Eu conheci uma garota e agora eu estou dopado por causa dela. Dizem que os bons escritores são bons em viver, mas algumas situações simplesmente te bloqueiam. Como escrever se cada letra me lembra o rosto dela? As silhuetas são poesias como a fumaça do meu cigarro sobre a chuva. Eu estou de boca aberta e minha vida parece um filme noir. Escuto Chet Baker, Charlie Parker, imaginando a rua uma grande Nova Iorque. Não, New York.
Começou quando eu tinha problemas, e ela também, e nossos problemas se gostaram. Tudo por causa de alguns olhares trocados num vagão frio do centro da cidade. Eu tava na merda. Não queria falar com ninguém. Mas ela me olhou, e isso me causou medo e arrepio e ao mesmo tempo uma esperança de que as coisas mudariam. Entreguei um de meus poemas eróticos para ela e a convidei para uma cerveja. Ela aceitou, e eu esbocei um sorriso de verdade.

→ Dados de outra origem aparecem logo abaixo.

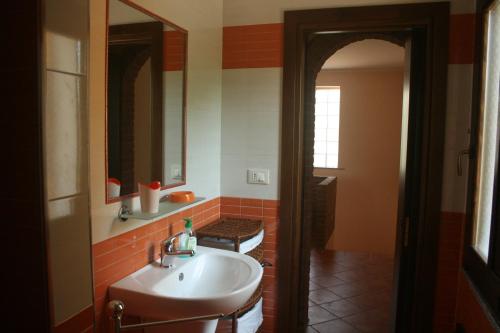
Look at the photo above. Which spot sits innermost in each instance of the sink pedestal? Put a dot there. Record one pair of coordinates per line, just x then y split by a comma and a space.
199, 326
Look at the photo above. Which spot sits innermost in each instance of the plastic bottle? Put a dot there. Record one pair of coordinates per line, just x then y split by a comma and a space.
188, 238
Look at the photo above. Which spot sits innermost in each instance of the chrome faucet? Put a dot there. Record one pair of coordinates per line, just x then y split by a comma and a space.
169, 251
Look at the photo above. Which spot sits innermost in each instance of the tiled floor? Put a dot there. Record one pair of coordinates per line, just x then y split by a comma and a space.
350, 292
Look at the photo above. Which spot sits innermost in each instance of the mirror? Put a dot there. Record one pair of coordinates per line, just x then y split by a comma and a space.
146, 118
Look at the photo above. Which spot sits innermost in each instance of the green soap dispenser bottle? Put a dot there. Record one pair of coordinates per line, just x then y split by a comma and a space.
188, 242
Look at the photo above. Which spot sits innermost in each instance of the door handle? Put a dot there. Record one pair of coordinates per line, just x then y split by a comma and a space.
461, 153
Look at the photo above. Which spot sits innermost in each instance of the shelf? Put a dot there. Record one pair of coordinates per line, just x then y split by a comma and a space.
165, 207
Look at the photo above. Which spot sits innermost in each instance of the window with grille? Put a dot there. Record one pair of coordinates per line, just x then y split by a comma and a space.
326, 127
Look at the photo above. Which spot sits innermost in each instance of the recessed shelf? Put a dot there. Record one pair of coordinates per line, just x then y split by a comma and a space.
165, 207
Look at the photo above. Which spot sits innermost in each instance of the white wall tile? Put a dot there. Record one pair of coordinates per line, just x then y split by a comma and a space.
251, 107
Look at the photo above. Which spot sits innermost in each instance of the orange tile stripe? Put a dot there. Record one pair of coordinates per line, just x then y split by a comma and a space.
119, 256
173, 50
79, 323
462, 29
268, 211
122, 255
253, 46
261, 45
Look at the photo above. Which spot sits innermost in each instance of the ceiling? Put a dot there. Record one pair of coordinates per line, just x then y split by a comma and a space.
367, 54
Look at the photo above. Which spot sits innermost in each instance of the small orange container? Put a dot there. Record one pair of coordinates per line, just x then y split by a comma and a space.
181, 196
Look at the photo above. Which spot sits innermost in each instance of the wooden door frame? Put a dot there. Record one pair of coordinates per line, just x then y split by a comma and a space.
433, 18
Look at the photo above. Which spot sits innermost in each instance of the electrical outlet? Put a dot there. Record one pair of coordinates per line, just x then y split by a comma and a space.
258, 176
175, 171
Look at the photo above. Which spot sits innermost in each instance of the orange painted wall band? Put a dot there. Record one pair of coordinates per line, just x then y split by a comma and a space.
261, 45
253, 46
173, 50
462, 34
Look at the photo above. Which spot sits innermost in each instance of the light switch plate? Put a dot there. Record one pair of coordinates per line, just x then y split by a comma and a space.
258, 176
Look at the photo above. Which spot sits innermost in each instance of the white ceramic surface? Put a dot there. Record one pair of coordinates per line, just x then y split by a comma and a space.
213, 281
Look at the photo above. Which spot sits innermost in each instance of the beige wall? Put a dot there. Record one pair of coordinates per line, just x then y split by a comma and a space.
370, 131
203, 21
66, 157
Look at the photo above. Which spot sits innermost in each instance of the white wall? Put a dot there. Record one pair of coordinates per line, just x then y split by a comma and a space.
203, 21
251, 108
241, 107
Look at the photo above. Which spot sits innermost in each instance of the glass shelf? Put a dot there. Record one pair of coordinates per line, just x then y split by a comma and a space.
165, 207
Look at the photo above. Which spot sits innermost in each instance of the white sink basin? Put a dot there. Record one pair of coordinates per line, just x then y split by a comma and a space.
213, 281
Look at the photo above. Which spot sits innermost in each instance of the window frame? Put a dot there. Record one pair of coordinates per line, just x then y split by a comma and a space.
484, 275
325, 168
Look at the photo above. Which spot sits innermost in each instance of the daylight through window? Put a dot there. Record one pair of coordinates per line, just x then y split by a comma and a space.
326, 127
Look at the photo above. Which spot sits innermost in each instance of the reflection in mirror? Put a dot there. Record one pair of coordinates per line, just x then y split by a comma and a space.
145, 101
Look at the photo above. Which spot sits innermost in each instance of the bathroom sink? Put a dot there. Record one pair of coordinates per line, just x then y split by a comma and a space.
213, 281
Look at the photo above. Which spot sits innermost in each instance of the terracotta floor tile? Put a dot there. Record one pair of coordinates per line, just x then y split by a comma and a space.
342, 308
357, 292
369, 321
310, 329
314, 286
326, 282
335, 326
318, 315
350, 289
322, 296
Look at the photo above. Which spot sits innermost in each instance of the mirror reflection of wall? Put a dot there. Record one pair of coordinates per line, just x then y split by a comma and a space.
145, 116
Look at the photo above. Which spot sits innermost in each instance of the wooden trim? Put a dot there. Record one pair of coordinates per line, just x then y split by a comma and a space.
426, 188
184, 109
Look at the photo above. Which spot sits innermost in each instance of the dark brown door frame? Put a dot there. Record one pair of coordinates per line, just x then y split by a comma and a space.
431, 20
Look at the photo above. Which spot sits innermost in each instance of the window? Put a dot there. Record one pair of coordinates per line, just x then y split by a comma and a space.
482, 249
487, 143
326, 127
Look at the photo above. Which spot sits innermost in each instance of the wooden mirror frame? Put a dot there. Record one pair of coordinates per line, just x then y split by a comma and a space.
184, 100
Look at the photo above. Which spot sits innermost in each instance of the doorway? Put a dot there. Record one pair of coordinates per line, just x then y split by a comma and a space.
425, 28
357, 139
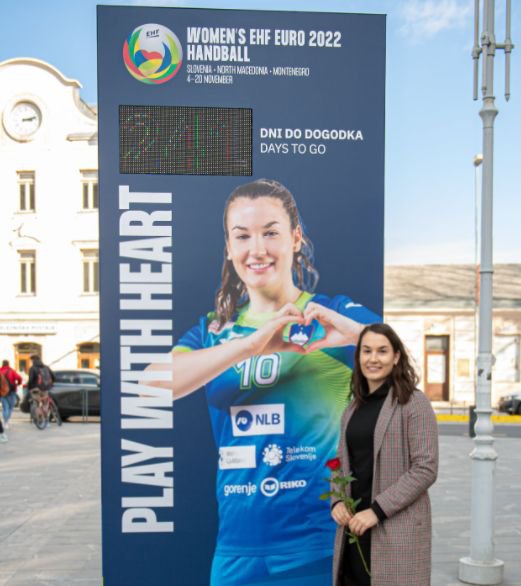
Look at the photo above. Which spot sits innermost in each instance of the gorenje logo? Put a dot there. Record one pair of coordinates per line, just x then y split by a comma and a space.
257, 419
271, 486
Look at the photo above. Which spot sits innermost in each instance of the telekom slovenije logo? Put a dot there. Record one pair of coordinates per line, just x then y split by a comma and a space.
152, 53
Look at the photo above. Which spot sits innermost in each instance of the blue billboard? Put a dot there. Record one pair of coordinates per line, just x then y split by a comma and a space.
241, 169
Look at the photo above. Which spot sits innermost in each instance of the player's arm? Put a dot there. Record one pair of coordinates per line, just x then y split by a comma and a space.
343, 324
191, 369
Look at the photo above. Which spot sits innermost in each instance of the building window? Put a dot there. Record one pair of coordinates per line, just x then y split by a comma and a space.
506, 353
89, 190
90, 261
28, 272
26, 191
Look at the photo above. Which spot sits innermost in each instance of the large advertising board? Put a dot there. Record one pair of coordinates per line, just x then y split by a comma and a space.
241, 168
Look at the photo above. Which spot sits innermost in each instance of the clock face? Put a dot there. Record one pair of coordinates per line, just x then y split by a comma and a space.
22, 120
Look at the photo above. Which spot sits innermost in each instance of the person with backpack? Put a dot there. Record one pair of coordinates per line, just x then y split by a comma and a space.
12, 380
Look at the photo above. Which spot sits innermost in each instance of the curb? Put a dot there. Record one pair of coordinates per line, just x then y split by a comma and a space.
511, 419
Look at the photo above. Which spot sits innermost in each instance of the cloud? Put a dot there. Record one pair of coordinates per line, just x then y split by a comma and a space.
424, 19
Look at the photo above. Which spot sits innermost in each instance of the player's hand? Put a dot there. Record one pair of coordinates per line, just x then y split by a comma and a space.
362, 521
340, 330
269, 338
340, 514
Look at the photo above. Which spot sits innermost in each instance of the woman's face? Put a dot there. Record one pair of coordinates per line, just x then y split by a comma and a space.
377, 359
261, 243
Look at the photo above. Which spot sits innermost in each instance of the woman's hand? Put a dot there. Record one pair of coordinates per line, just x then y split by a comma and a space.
362, 521
340, 514
340, 330
268, 339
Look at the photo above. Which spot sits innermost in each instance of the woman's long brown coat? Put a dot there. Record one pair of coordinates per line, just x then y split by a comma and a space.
405, 465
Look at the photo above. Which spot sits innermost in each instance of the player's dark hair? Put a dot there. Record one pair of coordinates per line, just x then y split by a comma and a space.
403, 378
232, 293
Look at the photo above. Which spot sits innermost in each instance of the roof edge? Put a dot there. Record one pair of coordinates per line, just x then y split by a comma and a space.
43, 65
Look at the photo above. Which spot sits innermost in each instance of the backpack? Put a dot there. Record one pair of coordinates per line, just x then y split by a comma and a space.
44, 378
4, 386
10, 384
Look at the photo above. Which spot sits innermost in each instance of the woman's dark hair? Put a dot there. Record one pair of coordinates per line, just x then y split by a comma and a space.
403, 378
232, 293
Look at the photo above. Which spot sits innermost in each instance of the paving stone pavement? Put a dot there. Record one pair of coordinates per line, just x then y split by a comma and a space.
50, 527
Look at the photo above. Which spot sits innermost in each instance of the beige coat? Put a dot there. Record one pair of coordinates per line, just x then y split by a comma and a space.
405, 465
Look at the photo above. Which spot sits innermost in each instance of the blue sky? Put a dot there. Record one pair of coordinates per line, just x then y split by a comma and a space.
433, 128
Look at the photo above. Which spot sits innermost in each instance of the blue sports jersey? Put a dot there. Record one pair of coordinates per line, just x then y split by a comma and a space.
275, 419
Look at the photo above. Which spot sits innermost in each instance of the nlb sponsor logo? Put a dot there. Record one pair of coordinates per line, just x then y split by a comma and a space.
257, 419
271, 486
242, 489
236, 457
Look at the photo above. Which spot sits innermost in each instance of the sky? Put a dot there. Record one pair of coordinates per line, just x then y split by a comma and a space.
433, 127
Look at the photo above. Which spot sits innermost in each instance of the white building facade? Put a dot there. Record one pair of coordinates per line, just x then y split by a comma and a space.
49, 299
434, 310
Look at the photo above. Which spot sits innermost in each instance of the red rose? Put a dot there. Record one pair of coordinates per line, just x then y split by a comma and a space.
333, 464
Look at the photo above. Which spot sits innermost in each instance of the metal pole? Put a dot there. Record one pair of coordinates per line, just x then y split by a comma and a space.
482, 567
478, 160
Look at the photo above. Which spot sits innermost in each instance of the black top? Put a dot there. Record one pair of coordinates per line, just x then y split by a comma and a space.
360, 445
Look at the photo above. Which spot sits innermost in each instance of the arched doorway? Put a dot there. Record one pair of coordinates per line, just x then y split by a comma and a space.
88, 355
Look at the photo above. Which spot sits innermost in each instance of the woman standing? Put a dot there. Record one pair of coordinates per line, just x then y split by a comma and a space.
273, 358
389, 443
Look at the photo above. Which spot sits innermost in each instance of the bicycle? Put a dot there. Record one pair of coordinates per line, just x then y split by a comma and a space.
43, 409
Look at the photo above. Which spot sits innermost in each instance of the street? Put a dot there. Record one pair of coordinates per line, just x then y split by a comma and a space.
50, 527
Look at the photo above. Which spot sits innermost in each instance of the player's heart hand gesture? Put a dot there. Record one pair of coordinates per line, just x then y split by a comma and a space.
340, 330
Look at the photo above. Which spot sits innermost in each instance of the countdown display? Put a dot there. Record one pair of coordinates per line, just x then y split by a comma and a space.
182, 140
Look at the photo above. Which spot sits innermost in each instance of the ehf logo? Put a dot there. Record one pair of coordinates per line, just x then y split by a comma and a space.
272, 455
257, 419
152, 54
243, 420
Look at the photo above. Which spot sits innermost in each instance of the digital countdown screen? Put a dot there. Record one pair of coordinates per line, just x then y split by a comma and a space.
179, 140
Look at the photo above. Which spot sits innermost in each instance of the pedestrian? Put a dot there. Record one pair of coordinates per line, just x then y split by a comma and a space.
389, 444
3, 435
40, 375
13, 379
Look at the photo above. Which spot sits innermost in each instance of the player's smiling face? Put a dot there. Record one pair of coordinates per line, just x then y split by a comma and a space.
377, 359
261, 242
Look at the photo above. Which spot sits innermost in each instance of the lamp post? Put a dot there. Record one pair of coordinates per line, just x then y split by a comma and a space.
478, 159
481, 566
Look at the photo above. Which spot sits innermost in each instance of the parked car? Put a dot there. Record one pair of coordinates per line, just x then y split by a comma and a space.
510, 404
76, 391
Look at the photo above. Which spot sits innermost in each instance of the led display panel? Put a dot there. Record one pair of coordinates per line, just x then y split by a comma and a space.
181, 140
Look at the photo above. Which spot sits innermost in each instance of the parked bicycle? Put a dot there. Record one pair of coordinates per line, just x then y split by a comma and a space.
43, 409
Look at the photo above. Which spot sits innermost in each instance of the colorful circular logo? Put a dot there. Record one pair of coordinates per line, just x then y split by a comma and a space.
152, 53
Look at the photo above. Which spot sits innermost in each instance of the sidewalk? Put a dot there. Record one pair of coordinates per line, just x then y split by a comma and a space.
50, 520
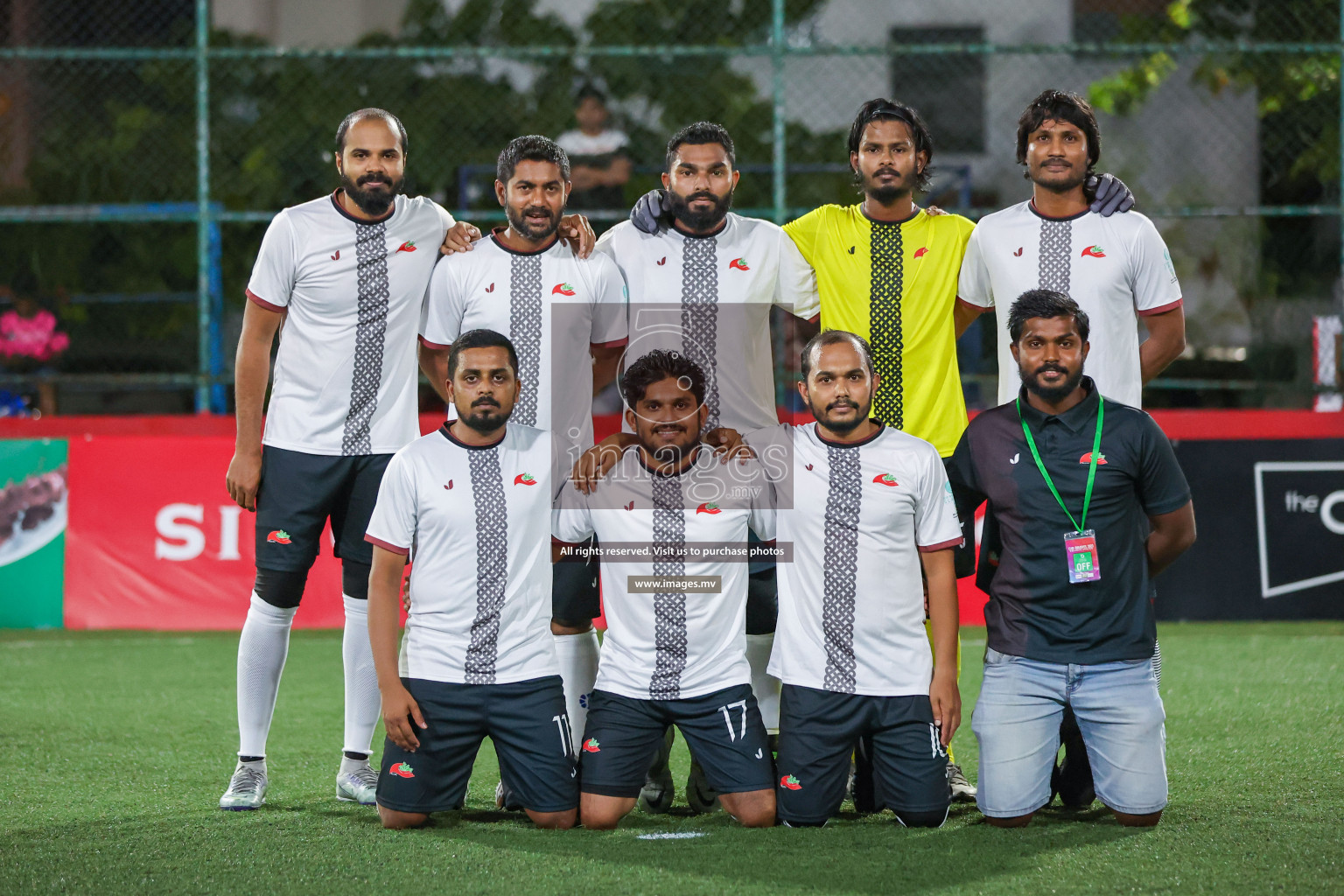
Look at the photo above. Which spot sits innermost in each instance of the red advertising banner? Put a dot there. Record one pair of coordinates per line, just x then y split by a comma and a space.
153, 540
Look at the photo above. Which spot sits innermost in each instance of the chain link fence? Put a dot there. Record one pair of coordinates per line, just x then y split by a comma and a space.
144, 145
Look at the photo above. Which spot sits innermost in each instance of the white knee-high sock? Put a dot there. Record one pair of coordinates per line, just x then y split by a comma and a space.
261, 657
577, 654
361, 702
764, 685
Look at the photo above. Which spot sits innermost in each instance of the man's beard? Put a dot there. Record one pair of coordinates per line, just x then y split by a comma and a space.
886, 193
518, 220
699, 220
1077, 178
842, 427
371, 202
484, 416
1050, 393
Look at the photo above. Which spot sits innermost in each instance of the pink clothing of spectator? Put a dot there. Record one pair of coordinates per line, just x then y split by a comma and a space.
32, 338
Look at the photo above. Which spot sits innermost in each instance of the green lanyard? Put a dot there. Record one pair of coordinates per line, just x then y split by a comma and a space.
1092, 466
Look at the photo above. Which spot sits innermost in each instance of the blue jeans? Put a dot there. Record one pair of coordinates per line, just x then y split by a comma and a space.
1016, 722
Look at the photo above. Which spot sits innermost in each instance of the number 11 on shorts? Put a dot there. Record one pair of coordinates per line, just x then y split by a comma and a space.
562, 722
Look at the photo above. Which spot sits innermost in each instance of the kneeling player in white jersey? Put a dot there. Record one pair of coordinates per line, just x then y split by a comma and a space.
346, 276
870, 514
564, 316
472, 501
675, 648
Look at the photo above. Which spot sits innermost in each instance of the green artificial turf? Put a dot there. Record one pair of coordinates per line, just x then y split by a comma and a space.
118, 745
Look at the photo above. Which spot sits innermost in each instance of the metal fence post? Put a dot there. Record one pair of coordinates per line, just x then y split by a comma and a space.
203, 218
777, 52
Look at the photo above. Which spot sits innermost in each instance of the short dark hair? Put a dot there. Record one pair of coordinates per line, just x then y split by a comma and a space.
656, 367
697, 135
480, 339
1060, 105
1045, 303
835, 338
589, 92
892, 110
531, 148
360, 115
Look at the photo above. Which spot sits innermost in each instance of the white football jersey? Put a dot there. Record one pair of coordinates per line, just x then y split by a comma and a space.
474, 522
671, 645
709, 298
553, 305
1113, 268
351, 291
851, 604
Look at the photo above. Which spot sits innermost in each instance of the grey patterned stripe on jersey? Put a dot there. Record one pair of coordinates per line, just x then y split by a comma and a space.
491, 564
842, 571
524, 326
1057, 240
886, 332
374, 294
668, 609
701, 315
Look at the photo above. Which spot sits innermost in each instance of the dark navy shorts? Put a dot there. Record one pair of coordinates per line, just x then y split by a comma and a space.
819, 731
526, 720
724, 731
298, 494
576, 598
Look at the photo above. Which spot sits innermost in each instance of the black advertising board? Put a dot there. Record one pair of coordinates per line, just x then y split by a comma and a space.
1270, 520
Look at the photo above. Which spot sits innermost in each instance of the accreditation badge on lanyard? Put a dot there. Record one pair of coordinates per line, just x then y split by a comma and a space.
1081, 555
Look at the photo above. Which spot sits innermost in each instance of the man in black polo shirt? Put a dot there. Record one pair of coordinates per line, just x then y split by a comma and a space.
1092, 504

Na chuva, dividimos a sombrinha dela. Eu odeio ter de desviar das pessoas na rua, odeio as pessoas na rua, mas ela começou a dançar com seu vestido florido e seus cabelos curtos alaranjados, e eu nem sequer pensei sobre o mal que nos habita. Babando em alguns cigarros, pedi um litrão. Ela não bebe. Só está alí porque eu a convidei e ela é uma boa louca. Uma criatura rara que você só encontra uma vez na vida (uma criatura rara e que existe, não essa merda virtual dos dias modernos).
Seus olhos mudavam à medida em que nos abríamos. É bom conversar sobre coisas tristes, sobre nossos pais e nossos medos. Sobre tudo o que odiamos, e o nosso ódio se combina majestosamente. Ó, minha rainha! Poderia ficar a noite inteira só olhando para seus lábios, desejando chupá-los até extrair o melhor de você. Poderia ficar uma vida escorado ao seu lado, vendendo meus poemas e ansiando nossa ansiedade. E suas pernas! Ah, suas pernas! Me dê um pouco delas! Seu vestido florido levanta às vezes, e eu não consigo desviar o olhar. Ela também não fuma e recusa meu cigarro. Estamos mais próximos agora, física e espiritualmente, embora não acreditemos em espírito. Mas há algo além, algo que nos faz olhar dentro de nossos olhos por um minuto, e os olhos delas adquirem um tom de mel, e eu lasco-lhe um beijo sedento. Seus lábios se encaixam perfeitamente aos meus, como um quebra-cabeças de 500 peças.
Nos escondemos num canto da cidade e, por algumas horas, nos amamos. Talvez não seja amor da forma que todos conheçam, mas na realidade ninguém conhece o amor. Só nós dois conhecíamos naquele instante, e somente naquele instante queimamos como todo ser humano deve queimar em sua vida. O fogo é tão grande que incendeia os prédios e os lençóis e o rosto murcho da depressão. Em pouco tempo, sabemos a cor da nossa alma.
Depois da chuva cessar um pouco, nos separamos. Cada um volta para o seu canto, e eu não consigo pensar em mais nada. O nariz dela, a orelha, a boca, o sorriso, os cílios, os joelhos, as mãos pequenas, as mãos dela analisando as minhas e todos os detalhes vividos entre um beijo e outro, entre uma pílula e outra engolidas à seco.
Me sinto dopado. E não só sinto; estou. Tenho pouco tempo de vida. A medicação já não faz mais efeito. Meu coração apodrece à cada segundo, e não há mais um poema para escrever. Bem que me disseram para maneirar, mas isso aconteceria de qualquer jeito mesmo. E ela vem, a doce morte, beijar meus lábios novamente, como os franceses chamam: La petite mort.